Madrid.- La muerte voluntaria de Inmaculada Echevarría, una tetrapléjica de 51 años que por petición propia fue desconectada del respirador que la mantenía con vida después de permanecer dos décadas postrada en la cama de un hospital, reabrió en España el debate sobre la eutanasia, una práctica ilegal en el país.
Castigada desde los once años por una distrofia muscular progresiva e incurable, Echevarría vio cumplido anoche su deseo de morir "dignamente y sin dolor", tal y como lo venía implorando desde hace mucho tiempo. En un hospital de Granada, en el sur del país, la mujer fue sedada y después se le retiró la ventilación mecánica, lo que causó su fallecimiento minutos después.
Para Echevarría, que ya sólo podía mover los músculos de la cara y las puntas de los dedos, la muerte significaba libertad. Y lo dejó claro en su último testimonio público, recogido hoy por el diario "El País".

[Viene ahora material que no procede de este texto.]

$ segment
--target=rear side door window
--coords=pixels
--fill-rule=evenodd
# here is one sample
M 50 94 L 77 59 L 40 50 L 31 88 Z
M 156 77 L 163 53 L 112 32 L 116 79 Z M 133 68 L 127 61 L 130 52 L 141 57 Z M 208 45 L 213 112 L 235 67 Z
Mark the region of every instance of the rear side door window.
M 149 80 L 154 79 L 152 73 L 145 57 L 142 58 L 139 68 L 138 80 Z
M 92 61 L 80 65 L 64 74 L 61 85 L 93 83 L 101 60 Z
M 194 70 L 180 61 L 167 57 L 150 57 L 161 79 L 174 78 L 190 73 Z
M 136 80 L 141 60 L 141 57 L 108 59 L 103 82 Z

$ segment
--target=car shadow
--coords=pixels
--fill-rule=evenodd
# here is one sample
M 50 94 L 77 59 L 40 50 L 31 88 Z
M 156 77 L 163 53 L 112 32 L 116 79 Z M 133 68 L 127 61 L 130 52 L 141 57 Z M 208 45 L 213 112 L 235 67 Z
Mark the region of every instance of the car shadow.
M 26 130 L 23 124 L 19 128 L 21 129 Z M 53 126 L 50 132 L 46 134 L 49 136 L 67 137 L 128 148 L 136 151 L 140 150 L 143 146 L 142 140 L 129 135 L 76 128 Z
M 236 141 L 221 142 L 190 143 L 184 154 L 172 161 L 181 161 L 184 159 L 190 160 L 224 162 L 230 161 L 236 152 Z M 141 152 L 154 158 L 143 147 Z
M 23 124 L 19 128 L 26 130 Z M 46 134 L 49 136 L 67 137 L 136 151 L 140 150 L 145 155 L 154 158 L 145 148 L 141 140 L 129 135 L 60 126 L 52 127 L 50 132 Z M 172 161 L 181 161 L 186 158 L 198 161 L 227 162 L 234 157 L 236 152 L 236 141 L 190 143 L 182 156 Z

"Para ser libre tienes que luchar", dijo, al tiempo que animó a otros en su situación a no darse por vencidos: "Esto sirve para que la gente no tenga miedo, que no se rinda, que luche." A ella misma, dijo, le gustaría que la recordaran como "La guerrera".
Y no es para menos, porque la vida de Inmaculada -nombre que ella adoptó porque el suyo, Juana, nunca le gustó- fue una dura batalla toda la vida: A los once años le diagnosticaron la enfermedad, a los 17, murió su padre, y a los 25, su madre. Pero el golpe más duro lo recibió un año antes: ocho meses después de dar a luz a su hijo, el compañero sentimental de Echevarría perdió la vida en un accidente de tráfico. Ella ya no podía valerse sola y tuvo que entregarlo en adopción. Eso fue hace 27 años. Fue entonces cuando decidió que quería morir.
Hace dos semanas, el gobierno regional de Andalucía aceptó la solicitud de Inmaculada, al dictaminar que no se trataba de un caso de eutanasia, sino de una interrupción voluntaria del tratamiento terapéutico, algo que permite la ley.
Eso desencadenó duras críticas de la jerarquía católica. El cardenal primado de España y arzobispo de Toledo, Antonio Cañizares, consideró que sí se trataba de eutanasia y que, por lo tanto, el caso de Echevarría es "un atentado contra la dignidad y la vida humana".
El cardenal y arzobispo de Sevilla, Carlos Amigo, incluso hizo una comparación con la pena capital, al pronunciarse "en contra de todo tipo de pena de muerte, tanto la legal como la autoadministrada".
En la misma línea, el portavoz de la Conferencia Episcopal, el jesuita Juan Antonio Martínez Camino, manifestó que la vida humana "nunca puede ser eliminada ni por acción ni por omisión".
En cambio, la Asociación Derecho a Morir Dignamente (DMD), a la que pidió asesoramiento la tetrapléjica, afirmó que el caso de Echevarría "abre la puerta a otros enfermos que quieran exigir sus derechos dentro de los límites que marca la ley".
César Caballero, portavoz de la organización, explicó que se trató de un caso de "eutanasia pasiva indirecta", que en el Código Penal no constituye un delito, porque no se trata de poner fin a una vida sino de interrumpir el tratamiento por voluntad del paciente.
Para esta asociación, "morir con dignidad significa morir con libertad, que cada ser humano pueda finalizar su vida cuándo y cómo desee, con las garantías asistenciales que toda persona se merece". Algo que no ocurrió en el caso del tetrapléjico gallego Ramón Sampedro, quien luchó durante décadas sin éxito por su derecho a morir y en 1998 finalmente tuvo que recurrir a una "mano amiga" que le suministró el veneno con el que se quitó la vida.
Este caso quedó inmortalizado en la película "Mar adentro", de Alejandro Amenábar. A Inmaculada Echevarría, las críticas de la Iglesia le traían sin cuidado. "Que se metan en su vida. Que les den morcillas a todos. Si no me entienden, que se pongan en mi lugar. Si a ellos Dios les llena, pues que sigan. Pero que respeten la libertad de cada uno", dijo pocos días antes de morir.
Paradójicamente, esta mujer pasó los últimos diez años en un hospital dependiente de una orden religiosa, la de San Juan de Dios. Su deseo era morir en ese lugar, que se había convertido en su casa.
Sin embargo, las presiones de la jerarquía eclesiástica, tanto en España como desde Roma, hicieron que Inmaculada, horas antes de fallecer, fuera llevada a un aledaño hospital público. Fue allí donde cerró sus ojos para siempre, tras despedirse de sus amigos y su hijo, con el que se había reencontrado apenas dos años antes.